Every Monday, the project sends subscribers an email that includes a piece of art work and a short essay that delves into challenging themes that connect the art to medicine. The essays are reflective and wide-ranging, covering uncertainty, death, suffering, salvation and more. Each is accompanied by a list of sources so that readers can learn more.

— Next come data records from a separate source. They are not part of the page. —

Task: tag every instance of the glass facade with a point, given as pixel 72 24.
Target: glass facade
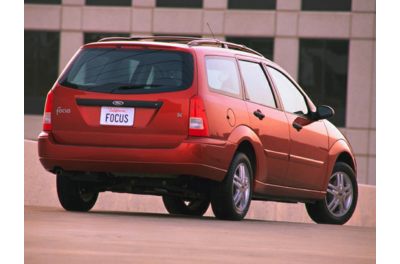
pixel 41 51
pixel 252 4
pixel 95 36
pixel 109 2
pixel 323 71
pixel 326 5
pixel 263 45
pixel 180 3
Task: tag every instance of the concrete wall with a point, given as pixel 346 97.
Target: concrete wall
pixel 40 190
pixel 286 25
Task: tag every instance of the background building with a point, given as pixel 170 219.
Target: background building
pixel 327 45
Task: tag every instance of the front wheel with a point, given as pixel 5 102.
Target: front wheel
pixel 230 199
pixel 75 195
pixel 340 200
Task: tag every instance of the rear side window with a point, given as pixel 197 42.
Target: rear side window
pixel 257 86
pixel 122 70
pixel 292 99
pixel 222 75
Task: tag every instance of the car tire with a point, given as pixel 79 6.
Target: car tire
pixel 180 206
pixel 74 195
pixel 231 198
pixel 341 198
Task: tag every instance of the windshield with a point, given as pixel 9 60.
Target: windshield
pixel 123 70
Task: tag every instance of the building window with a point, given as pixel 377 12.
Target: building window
pixel 95 36
pixel 52 2
pixel 326 5
pixel 41 51
pixel 252 4
pixel 263 45
pixel 323 74
pixel 180 3
pixel 109 2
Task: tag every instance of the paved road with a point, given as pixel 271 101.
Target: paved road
pixel 55 236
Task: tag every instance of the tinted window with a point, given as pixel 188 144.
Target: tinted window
pixel 112 70
pixel 54 2
pixel 109 2
pixel 95 36
pixel 256 83
pixel 222 75
pixel 323 74
pixel 180 3
pixel 41 53
pixel 252 4
pixel 326 5
pixel 263 45
pixel 292 99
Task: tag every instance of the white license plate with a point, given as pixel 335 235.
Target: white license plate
pixel 117 116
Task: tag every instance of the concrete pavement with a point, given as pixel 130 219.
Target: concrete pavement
pixel 55 236
pixel 40 190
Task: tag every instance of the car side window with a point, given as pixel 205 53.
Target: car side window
pixel 292 99
pixel 257 86
pixel 223 75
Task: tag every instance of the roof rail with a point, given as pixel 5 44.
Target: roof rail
pixel 223 44
pixel 154 38
pixel 191 41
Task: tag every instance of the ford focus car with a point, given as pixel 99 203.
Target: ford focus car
pixel 195 121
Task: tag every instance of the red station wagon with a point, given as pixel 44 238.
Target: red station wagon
pixel 196 121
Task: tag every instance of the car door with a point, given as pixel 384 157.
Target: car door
pixel 268 122
pixel 308 139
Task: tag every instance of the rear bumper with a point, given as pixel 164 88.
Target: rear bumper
pixel 202 157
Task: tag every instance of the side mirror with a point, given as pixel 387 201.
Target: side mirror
pixel 324 112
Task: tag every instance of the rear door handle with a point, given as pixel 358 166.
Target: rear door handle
pixel 259 114
pixel 297 126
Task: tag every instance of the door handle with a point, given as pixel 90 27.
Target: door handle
pixel 297 126
pixel 259 114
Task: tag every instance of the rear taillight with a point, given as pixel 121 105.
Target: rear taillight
pixel 47 111
pixel 198 119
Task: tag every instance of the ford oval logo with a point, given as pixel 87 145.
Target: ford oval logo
pixel 118 103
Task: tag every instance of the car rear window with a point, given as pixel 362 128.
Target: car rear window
pixel 127 70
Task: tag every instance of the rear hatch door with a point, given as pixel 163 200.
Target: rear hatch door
pixel 125 96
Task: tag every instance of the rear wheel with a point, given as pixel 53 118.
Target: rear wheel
pixel 231 198
pixel 75 195
pixel 340 200
pixel 177 205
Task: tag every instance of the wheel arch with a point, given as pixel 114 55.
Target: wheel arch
pixel 340 151
pixel 248 143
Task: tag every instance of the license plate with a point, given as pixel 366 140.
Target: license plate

One recent newsletter included a reflection on permanence and the participation of AIDS patients in their own care tied to “Strange Fruit,” an installation by artist Zoe Leonard that was exhibited at the Philadelphia Museum of Art in 1998. Another featured Henri Rousseau’s “Woman Walking in an Exotic Forest” and tied it to questions of colonialism and diversity in medicine.

In a reflection on Horace Pippin’s 1940 painting “Supper Time,” the team reflects on cultural bias. Pippin, a Black artist who used his work to reflect on racism and slavery, regularly had his work branded as “primitive” and “tribal” by art critics. The essay connects the art world’s disquieting reception to Pippin’s work to clinicians’ implicit biases and the use of terms like “noncompliant” or “unmotivated” to describe patients.

“We’re trying to weave an interesting multidisciplinary lens of clinical medicine and anthropology and social justice,” Lyndsay Hoy, assistant professor of clinical anesthesiology and critical care at Penn Medicine and the co-creator of the project, told the Daily Penn.